Working with Bottlenecks

Author
Wojciech Walczak
January 4, 2024

In his Theory of Constraints, Dr. Eliyahu Goldratt provides a methodology for identifying and eliminating constraints. It is referred to as the Five Focusing Steps and can also be used to deal with bottlenecks (constraints) identified with the Kanban method. A bottleneck can be easily found in a Kanban system by observing the Kanban board. Once you observe that at least two neighbouring columns are consistently filled to their WIP limit, the last of those columns will likely contain the bottleneck for the entire system. Identifying the constraint is the first step of the Five Focusing Steps, so what are the next ones?
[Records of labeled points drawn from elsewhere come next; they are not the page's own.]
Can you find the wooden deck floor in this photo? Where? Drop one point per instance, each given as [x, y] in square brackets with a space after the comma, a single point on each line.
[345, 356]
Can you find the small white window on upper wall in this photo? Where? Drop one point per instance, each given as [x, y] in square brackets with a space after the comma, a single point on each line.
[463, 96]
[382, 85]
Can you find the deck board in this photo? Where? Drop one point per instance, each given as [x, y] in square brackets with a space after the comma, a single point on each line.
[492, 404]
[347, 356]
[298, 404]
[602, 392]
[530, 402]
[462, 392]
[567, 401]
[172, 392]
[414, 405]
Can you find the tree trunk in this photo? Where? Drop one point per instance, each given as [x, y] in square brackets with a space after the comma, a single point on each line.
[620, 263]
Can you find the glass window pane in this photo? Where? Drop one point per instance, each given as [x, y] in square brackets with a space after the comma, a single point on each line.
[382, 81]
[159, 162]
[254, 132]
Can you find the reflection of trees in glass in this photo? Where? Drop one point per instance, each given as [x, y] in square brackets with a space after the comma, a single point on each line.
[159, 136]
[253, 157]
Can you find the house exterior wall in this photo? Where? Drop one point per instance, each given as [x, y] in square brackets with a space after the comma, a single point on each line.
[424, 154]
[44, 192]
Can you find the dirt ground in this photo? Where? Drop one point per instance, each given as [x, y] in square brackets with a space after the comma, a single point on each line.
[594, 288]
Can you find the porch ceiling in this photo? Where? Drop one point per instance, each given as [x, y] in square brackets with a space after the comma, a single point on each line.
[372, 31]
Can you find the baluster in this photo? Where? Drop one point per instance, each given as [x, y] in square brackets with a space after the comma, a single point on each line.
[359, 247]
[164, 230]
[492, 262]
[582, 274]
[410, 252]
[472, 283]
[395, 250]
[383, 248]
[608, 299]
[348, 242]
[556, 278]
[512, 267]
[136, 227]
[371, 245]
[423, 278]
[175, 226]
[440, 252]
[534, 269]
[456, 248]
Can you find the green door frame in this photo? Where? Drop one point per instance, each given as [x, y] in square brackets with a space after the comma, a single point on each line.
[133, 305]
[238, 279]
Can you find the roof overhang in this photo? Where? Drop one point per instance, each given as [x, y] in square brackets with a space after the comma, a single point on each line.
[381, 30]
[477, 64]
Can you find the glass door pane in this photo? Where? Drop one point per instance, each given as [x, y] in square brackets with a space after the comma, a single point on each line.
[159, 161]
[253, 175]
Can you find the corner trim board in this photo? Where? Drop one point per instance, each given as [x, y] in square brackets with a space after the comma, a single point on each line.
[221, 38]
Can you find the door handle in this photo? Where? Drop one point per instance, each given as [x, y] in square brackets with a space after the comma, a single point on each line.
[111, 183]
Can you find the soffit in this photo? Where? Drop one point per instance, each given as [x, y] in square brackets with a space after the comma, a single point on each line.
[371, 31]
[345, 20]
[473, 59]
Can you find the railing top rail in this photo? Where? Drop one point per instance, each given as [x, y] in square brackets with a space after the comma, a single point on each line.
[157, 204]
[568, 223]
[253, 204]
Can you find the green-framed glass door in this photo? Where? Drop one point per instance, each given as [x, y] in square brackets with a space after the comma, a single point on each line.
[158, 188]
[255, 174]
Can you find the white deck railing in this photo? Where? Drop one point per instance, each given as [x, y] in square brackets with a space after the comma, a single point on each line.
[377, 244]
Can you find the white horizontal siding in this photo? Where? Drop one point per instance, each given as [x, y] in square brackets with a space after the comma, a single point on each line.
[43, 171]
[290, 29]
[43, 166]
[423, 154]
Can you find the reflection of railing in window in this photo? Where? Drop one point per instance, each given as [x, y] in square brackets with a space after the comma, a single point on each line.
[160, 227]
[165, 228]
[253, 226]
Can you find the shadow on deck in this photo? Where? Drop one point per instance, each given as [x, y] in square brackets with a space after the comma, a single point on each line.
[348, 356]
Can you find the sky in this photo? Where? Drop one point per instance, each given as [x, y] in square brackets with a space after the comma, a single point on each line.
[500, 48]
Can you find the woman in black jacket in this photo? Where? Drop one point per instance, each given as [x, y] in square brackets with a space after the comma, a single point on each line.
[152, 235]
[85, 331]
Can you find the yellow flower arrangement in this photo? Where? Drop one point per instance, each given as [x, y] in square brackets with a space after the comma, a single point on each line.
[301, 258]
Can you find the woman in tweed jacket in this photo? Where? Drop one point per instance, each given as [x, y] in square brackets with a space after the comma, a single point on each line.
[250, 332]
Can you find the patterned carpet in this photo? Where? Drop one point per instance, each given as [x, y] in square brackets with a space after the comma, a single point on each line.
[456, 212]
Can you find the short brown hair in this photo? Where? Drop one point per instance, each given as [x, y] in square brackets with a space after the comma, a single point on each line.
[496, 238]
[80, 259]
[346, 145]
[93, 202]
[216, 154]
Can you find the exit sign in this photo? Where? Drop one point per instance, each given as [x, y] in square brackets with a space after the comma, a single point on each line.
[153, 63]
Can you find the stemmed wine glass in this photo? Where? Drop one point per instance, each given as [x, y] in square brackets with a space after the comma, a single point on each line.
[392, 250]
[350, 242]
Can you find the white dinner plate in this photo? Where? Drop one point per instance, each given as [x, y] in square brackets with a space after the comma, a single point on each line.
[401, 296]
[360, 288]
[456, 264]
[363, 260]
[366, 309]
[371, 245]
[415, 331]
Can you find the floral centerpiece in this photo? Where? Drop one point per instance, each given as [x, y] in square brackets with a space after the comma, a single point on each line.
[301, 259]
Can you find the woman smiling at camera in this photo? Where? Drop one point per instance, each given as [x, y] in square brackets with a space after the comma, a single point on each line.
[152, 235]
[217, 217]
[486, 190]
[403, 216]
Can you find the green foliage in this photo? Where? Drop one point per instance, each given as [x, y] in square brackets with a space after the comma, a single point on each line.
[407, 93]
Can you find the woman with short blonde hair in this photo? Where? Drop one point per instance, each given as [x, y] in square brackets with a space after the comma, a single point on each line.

You should initially focus on making the most out of your constraint, i.e., maximising the throughput of the workflow step that contains the bottleneck without any additional investments to increase the capacity or resources available for that workflow stage. This step is crucial since the constraint's throughput dictates the system's throughput. Hence, if the constraint is not squeezed to its fullest, the system will produce less than its theoretical limits. This step of the Five Focusing Steps is called “exploit the constraint”.

After that, we shall “subordinate everything else to the constraint”. In a Kanban system, we should ensure that no other stage of the workflow is allowed to have higher throughput than the constraint. That step comes naturally in Kanban since consistent use of WIP limits in all columns representing in-progress workflow stages naturally will subordinate the other stages to the constraint.

Only then can we proceed to “elevate the constraint”, which means investing in increasing the constraint's throughput.  Keep in mind that the constraint might move to a different part of your workflow before you have reached this step, and instead of “elevating”, it might be much more appropriate to start all over from step 1 of the Five Focusing Steps but for the new constraint. 

Even if the constraint was in the same place by the time you reached the fourth step, it will finally move elsewhere if you continue elevating it. Therefore, the last step of the Five Focusing Steps is repeating all previous steps in the same order.